Long before I became serious about writing and performing comedy, I was a much-too-serious saxophone student (and a self-taught guitar and banjo player), so many musicians keep me listening to and looking at my approach to creative challenges: John Fahey, Captain Beefheart, Pere Ubu, Ornette Coleman, Skip James, Dink Roberts, Michael Hurley, Thelonious Monk and Sonic Youth.
In college I befriended more than my share of art majors, so I know just enough about art to realize what I appreciate: mostly primitive outsider junk, plus the paintings of Jean-Michel Basquiat and Jasper Johns, the early video work of William Wegman and the performance pieces of Laurie Anderson and Chris Burden.

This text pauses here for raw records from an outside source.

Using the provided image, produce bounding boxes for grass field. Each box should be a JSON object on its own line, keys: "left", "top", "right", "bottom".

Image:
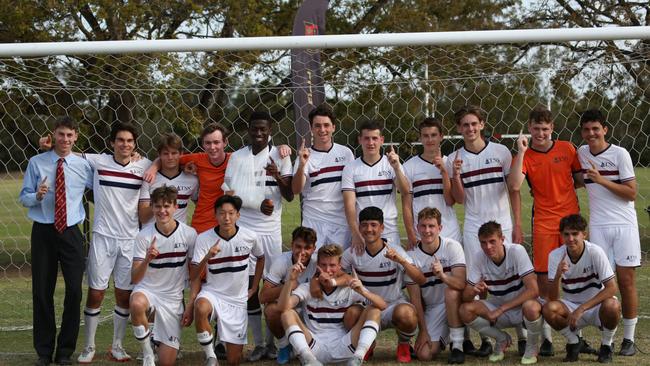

{"left": 1, "top": 169, "right": 649, "bottom": 365}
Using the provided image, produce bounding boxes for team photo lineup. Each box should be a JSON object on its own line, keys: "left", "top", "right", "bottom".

{"left": 19, "top": 103, "right": 642, "bottom": 366}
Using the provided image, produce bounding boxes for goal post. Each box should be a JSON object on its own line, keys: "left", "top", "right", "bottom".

{"left": 0, "top": 26, "right": 648, "bottom": 338}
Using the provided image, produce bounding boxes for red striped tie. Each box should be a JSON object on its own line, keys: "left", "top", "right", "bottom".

{"left": 54, "top": 158, "right": 67, "bottom": 233}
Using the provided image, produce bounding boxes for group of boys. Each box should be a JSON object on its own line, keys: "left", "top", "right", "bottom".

{"left": 20, "top": 103, "right": 640, "bottom": 366}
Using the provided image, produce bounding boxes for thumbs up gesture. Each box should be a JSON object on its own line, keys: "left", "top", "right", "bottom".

{"left": 146, "top": 237, "right": 159, "bottom": 261}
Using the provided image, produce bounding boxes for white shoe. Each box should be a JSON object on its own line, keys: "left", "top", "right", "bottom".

{"left": 205, "top": 356, "right": 219, "bottom": 366}
{"left": 142, "top": 354, "right": 155, "bottom": 366}
{"left": 77, "top": 346, "right": 95, "bottom": 364}
{"left": 110, "top": 345, "right": 132, "bottom": 362}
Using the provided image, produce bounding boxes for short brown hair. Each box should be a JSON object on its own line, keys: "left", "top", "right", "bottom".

{"left": 150, "top": 185, "right": 178, "bottom": 205}
{"left": 317, "top": 244, "right": 344, "bottom": 263}
{"left": 308, "top": 104, "right": 335, "bottom": 125}
{"left": 53, "top": 116, "right": 78, "bottom": 131}
{"left": 454, "top": 105, "right": 485, "bottom": 125}
{"left": 157, "top": 133, "right": 182, "bottom": 153}
{"left": 291, "top": 226, "right": 317, "bottom": 247}
{"left": 418, "top": 117, "right": 444, "bottom": 134}
{"left": 559, "top": 214, "right": 588, "bottom": 232}
{"left": 478, "top": 221, "right": 503, "bottom": 239}
{"left": 417, "top": 207, "right": 442, "bottom": 226}
{"left": 528, "top": 105, "right": 553, "bottom": 124}
{"left": 200, "top": 123, "right": 230, "bottom": 143}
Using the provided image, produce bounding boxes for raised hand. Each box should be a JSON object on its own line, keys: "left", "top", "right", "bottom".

{"left": 351, "top": 233, "right": 364, "bottom": 256}
{"left": 516, "top": 129, "right": 528, "bottom": 153}
{"left": 298, "top": 137, "right": 310, "bottom": 166}
{"left": 265, "top": 157, "right": 280, "bottom": 180}
{"left": 431, "top": 254, "right": 444, "bottom": 277}
{"left": 39, "top": 134, "right": 52, "bottom": 151}
{"left": 36, "top": 176, "right": 49, "bottom": 201}
{"left": 585, "top": 159, "right": 604, "bottom": 184}
{"left": 473, "top": 274, "right": 488, "bottom": 296}
{"left": 348, "top": 267, "right": 366, "bottom": 293}
{"left": 207, "top": 239, "right": 221, "bottom": 258}
{"left": 278, "top": 144, "right": 292, "bottom": 159}
{"left": 184, "top": 161, "right": 197, "bottom": 176}
{"left": 452, "top": 150, "right": 462, "bottom": 176}
{"left": 286, "top": 262, "right": 306, "bottom": 282}
{"left": 384, "top": 246, "right": 402, "bottom": 263}
{"left": 558, "top": 252, "right": 569, "bottom": 275}
{"left": 146, "top": 237, "right": 159, "bottom": 261}
{"left": 386, "top": 144, "right": 400, "bottom": 168}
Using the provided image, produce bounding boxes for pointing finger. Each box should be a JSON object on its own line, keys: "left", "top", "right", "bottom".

Comedy was my earliest artistic crush. When I was only six or seven, I started laughing at my grandparents’ Bill Cosby records. And I started watching Richard Pryor and George Carlin on HBO when I was still too young to really “get” their funniest jokes. (Thank you, Uncle Bob.) My tastes in contemporary American comics run toward the predictably and deservedly respected: Louis CK, Zach Galifianakis, Mike Birbiglia and Bobcat Goldthwait lately. The majority of my comedic influences these days are all from over in the UK: Peter Cook, Billy Connolly, Stewart Lee, Johnny Vegas, Dylan Moran and Daniel Kitson.
What I believe these disparate artists all have in common, across generations and genres, is their honesty. Their incredibly personal points of view, too.
And that’s what I like to believe I’m learning from them: To recognize and trust the sound of my own voice when I hear it.
They’re certainly not teaching me to prance.